Jadah Tempe Wanti memang seketika mengobati kerinduan akan rasa khas jadah. Karena pakai gula jawa, manis di Tempe bacem terasa alami, bukan rasa seribu manis. Jadah dan tempe ia buat sendiri. Ia berkata jika dirinya punya resep tersendiri warisan orang tuanya dalam membuat jadah tempe.

Wanti mengaku kebanyakan pembeli Jadah tempe adalah orang jawa, jarang sekali pembelinya adalah orang dari luar jawa. Menurutnya, hal itu karena orang luar jawa mungkin belum terbiasa makan makanan orang jawa. 

            Jajanan yang dijual Wanti tak hanya jadah dan tempe, tapi juga tahu, kerupuk, wajik. Jajanannya tak hanya dijual di Telogo Putri, tapi juga dirumah. Jika sedang musim liburan, dagangan miliknya bisa laku habis terjual karena ramainya pengunjung. Akan tetapi jika bukan musim liburan seperti saat ini, ia hanya bisa menjual beberapa kilo jadah. Walau begitu ia tetap bersyukur. Bagi dia asal sudah bisa memenuhi kebutuhan itu sudah cukup.
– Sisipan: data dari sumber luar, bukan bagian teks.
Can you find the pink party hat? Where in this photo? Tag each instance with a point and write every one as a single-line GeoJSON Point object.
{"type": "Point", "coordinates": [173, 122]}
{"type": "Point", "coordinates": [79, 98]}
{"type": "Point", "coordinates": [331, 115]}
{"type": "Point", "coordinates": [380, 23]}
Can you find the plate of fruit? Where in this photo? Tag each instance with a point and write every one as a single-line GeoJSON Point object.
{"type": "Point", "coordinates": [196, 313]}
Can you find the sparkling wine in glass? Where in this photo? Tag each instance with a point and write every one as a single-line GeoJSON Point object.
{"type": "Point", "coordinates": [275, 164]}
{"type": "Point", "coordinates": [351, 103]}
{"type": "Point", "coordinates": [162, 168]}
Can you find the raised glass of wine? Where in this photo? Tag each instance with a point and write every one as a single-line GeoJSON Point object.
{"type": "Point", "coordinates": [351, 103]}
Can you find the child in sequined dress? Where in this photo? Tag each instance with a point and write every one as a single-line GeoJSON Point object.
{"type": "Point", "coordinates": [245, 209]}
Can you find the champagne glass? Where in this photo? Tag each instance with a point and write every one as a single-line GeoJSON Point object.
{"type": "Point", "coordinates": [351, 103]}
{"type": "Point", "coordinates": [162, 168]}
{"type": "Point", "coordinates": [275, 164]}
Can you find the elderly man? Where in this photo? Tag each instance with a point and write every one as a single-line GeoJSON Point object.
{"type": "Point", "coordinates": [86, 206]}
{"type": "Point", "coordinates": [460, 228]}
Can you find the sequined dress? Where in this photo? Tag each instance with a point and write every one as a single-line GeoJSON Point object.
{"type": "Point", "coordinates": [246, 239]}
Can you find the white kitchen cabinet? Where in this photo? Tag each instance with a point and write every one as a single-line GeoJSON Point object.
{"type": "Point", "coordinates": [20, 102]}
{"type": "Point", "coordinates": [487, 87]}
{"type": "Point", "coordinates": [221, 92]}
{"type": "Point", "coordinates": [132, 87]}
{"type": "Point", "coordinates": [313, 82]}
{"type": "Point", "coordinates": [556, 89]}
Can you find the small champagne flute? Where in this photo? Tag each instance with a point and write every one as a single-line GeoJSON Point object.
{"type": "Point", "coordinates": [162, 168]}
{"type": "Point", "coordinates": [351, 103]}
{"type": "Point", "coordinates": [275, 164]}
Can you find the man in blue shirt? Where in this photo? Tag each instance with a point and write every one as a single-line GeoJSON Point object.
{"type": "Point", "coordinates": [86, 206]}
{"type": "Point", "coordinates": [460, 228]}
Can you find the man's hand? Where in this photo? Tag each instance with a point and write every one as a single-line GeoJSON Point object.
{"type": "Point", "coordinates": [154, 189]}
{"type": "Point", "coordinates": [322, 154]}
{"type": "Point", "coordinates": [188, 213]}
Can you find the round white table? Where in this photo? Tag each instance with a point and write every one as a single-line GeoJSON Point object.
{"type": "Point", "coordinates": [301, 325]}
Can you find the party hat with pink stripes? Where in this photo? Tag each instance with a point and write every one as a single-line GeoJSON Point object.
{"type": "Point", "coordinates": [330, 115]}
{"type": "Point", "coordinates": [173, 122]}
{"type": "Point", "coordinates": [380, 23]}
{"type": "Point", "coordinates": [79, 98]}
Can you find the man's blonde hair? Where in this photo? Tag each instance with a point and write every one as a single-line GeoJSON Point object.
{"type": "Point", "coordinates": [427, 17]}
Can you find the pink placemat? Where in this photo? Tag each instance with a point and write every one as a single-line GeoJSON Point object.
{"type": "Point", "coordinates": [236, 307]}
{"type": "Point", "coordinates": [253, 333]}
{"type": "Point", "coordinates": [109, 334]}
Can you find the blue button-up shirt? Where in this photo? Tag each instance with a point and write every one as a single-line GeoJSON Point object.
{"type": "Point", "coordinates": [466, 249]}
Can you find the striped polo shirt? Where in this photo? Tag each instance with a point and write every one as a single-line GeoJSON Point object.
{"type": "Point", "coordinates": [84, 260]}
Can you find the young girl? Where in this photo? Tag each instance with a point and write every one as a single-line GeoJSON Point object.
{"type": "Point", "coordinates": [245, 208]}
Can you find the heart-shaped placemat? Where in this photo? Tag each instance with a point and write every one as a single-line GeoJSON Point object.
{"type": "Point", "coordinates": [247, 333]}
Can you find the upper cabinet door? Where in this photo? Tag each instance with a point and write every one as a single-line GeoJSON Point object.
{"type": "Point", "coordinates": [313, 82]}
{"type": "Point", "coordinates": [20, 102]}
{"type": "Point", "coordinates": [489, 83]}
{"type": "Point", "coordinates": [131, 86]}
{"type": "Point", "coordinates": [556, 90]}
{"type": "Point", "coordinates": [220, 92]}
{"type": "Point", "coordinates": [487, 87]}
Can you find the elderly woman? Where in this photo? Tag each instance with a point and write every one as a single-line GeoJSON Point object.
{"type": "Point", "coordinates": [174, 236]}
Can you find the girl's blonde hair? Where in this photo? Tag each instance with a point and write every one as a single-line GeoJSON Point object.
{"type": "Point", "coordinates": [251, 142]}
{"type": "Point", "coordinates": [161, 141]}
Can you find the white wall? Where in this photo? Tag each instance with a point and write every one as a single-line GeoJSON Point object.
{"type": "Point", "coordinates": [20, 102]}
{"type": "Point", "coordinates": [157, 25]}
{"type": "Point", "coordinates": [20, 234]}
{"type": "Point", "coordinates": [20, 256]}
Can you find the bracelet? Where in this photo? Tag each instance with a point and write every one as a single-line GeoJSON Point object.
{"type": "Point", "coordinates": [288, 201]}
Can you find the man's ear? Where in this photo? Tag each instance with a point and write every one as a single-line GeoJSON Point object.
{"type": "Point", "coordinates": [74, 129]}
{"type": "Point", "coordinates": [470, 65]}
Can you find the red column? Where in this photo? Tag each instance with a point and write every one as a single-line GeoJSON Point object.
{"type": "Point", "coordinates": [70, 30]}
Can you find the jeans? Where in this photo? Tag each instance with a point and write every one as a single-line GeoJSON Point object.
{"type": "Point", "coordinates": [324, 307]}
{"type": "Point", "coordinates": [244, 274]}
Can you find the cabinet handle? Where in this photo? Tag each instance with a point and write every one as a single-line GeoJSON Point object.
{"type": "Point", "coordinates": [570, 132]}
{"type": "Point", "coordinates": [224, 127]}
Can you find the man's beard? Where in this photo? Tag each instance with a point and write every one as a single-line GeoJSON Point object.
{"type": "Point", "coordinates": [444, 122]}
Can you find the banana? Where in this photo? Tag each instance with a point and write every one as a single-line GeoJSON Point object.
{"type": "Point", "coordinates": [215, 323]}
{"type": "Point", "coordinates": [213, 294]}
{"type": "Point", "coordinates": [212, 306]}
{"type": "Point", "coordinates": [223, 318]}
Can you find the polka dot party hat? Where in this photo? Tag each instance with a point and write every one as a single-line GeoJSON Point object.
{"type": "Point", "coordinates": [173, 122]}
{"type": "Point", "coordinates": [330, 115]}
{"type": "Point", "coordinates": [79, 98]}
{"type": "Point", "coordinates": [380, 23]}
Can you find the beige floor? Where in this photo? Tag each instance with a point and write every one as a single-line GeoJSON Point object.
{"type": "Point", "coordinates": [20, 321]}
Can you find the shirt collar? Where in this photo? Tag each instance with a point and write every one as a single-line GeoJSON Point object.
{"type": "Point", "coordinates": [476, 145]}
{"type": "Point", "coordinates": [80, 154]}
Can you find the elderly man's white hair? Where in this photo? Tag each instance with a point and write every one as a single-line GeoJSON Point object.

Obrolan belum berhenti, Hampir satu jam semenjak hujan turun sampai sudah reda. Saya masih duduk di samping Wanti. Ia sangat terbuka dengan kehadiran saya. Bahkan saya sempat menjadi objek promosi dagangnya.

 “Monggo mbak jadah tempenya, yang jualan mas disamping saya ini loo” teriak Wanti kepada sepasang muda-mudi yang sedang melintas didepan lapaknya.

Tak ayal muda-mudi itupun tertawa geli melihat kearah kami. Spontan muka saya pun memerah. Menok dan Maimunah juga tak bisa menahan gelak tawanya. Keduanya ikut-ikutan menertawai.

Melihat bukit yang rimbun dibelakang Lapak Wanti. Saya iseng bertanya.

“Apa tidak takut longsor bu? Ujar saya”

“Oh ndak mas, yang saya khawatirkan malah kalo ada gerombolan monyet yang turun dari bukit” ucapnya.

Salah satu daya tarik tempat wisata Telogo Putri adalah banyaknya monyet yang berkeliaran. Biasanya gerombolan monyet ini turun dari bukit guna mencari makan.Wanti punya cerita sendiri terhadap para gerombolan monyet tersebut. Salah satunya tentang dagangan Wanti yang sering diambil oleh gerombolan monyet. Hingga wanti memutuskan memberi sebungkus jadah kepada para monyet, saat mereka menyerbu lapak Wanti.Pedagang lain pun tak kalah sibuk saat para monyet turun. Pedagang lain juga terkena serbuan para monyet. Yang lucu kata Wanti, monyet tersebut saat mengambil minuman, tak mau cuman air putih, tapi milih yang berwarna.

Hari makin sore. Wanti tetap setia menunggu lapaknya. Percakapan tentang para monyet tadi telah menjadi penutup percakapan kami. Setelah membeli sebungkus Jadah Tempe, saya pergi meninggalkan Wanti.

            Walau manisnya Jadah Tempe buatannya tak “semanis” cerita hidupnya. Namun, Wanti adalah potretwanita tangguh di negeri ini.